Moreover, a technology report by PwC found that 80% of CEOs of non-tech companies believe that innovation is critical for their company’s future, yet only 40% of them are actively pursuing innovation strategies. This disparity between recognition and action suggests that risk aversion often holds companies back from embracing innovation despite its perceived importance.

The are several angles when addressing risk aversion. First, the cost of innovation can be expensive, both in terms of the initial investment in research and development and the ongoing costs of keeping up with new technologies. For some non-tech companies, that are already operating on tight margins, the financial risks of innovation could be too high to bear.

The second is fear. Some 40% of leaders reject disruptive ideas because of a fear of failure, according to PA Consulting’s report.

Third, a lack of expertise in managing the innovation process can make it difficult for non-tech players to identify promising technologies, integrate them into existing systems, and assess their potential impact on the business.

Furthermore, risk isn’t the only concern, other often raised fears are about security breaches and data loss

“Resistant personnel to technology disruptions also tops the list of barriers to innovation adoption,” says Gouda.

Driving Growth with Innovation

Embracing technology and innovation as base ingredients in growth offers many benefits.

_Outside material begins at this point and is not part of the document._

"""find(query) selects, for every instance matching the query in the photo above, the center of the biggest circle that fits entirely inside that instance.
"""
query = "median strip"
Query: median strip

Primarily, the development of new products that create untapped markets. 

Over 80% of digitally mature companies cite innovation as one of their core strengths, according to the joint study by Deloitte and MIT Sloan. 

Second comes, a better understanding and responding to customer needs. Ongoing innovation does a better job of attracting new customers and retaining existing clients. 

The PA Consulting survey showed that 66% of innovation leaders are very good at understanding and anticipating customer needs, compared with 43% of their less successful peers.

Third, driving business growth. Innovation helps companies identify emerging trends and anticipate shifts in the market in advance. Tools that allow them to tap into new markets and seize new opportunities.

Fourth, businesses can increase efficiency and productivity as innovation can help them find new ways to improve existing processes, streamline operations, and implement new forms of technology.

Finding the Right Balance

Risk is a base ingredient of any innovative process, and the key to success comes in finding a relative balance between those two forces.

However, VALUWIT’s CEO believes, “there’s no such thing as a 100% balance.” Companies will always have to make sacrifices of some sort.

That said, there are some efforts that help businesses improve their ability to mitigate risk during their digital transformation journey.

One such step is shifting the team’s mindset with new risk-related skill sets. According to a PWC Digital IQ survey, 44% of 1,250  senior executives believe their hiring and upskilling of employees in matters of new technology is among the moves that positioned them to thrive.

Involving risk executives early and across the innovation process is equally important and has also been shown to help reduce risk.

Risk assessment at inception keeps innovation-related risks at the forefront throughout the innovation process, helping to make critical decisions jointly with the business along the way. The frequency with which risk executives assess risk management effectiveness helps businesses track and respond to rapidly arising risks, for example, by halting specific activities and adopting risk-based alternatives.

Businesses must also foster a culture that encourages experimentation. This can be done by setting up a safe space for employees to experiment with new ideas and providing them with the resources for innovation initiatives, because this is how learning happens. 

In a nutshell, a combination of strategic planning, informed decision-making, and a willingness to learn from both successes and failures are the keys to mitigating innovation-based risk.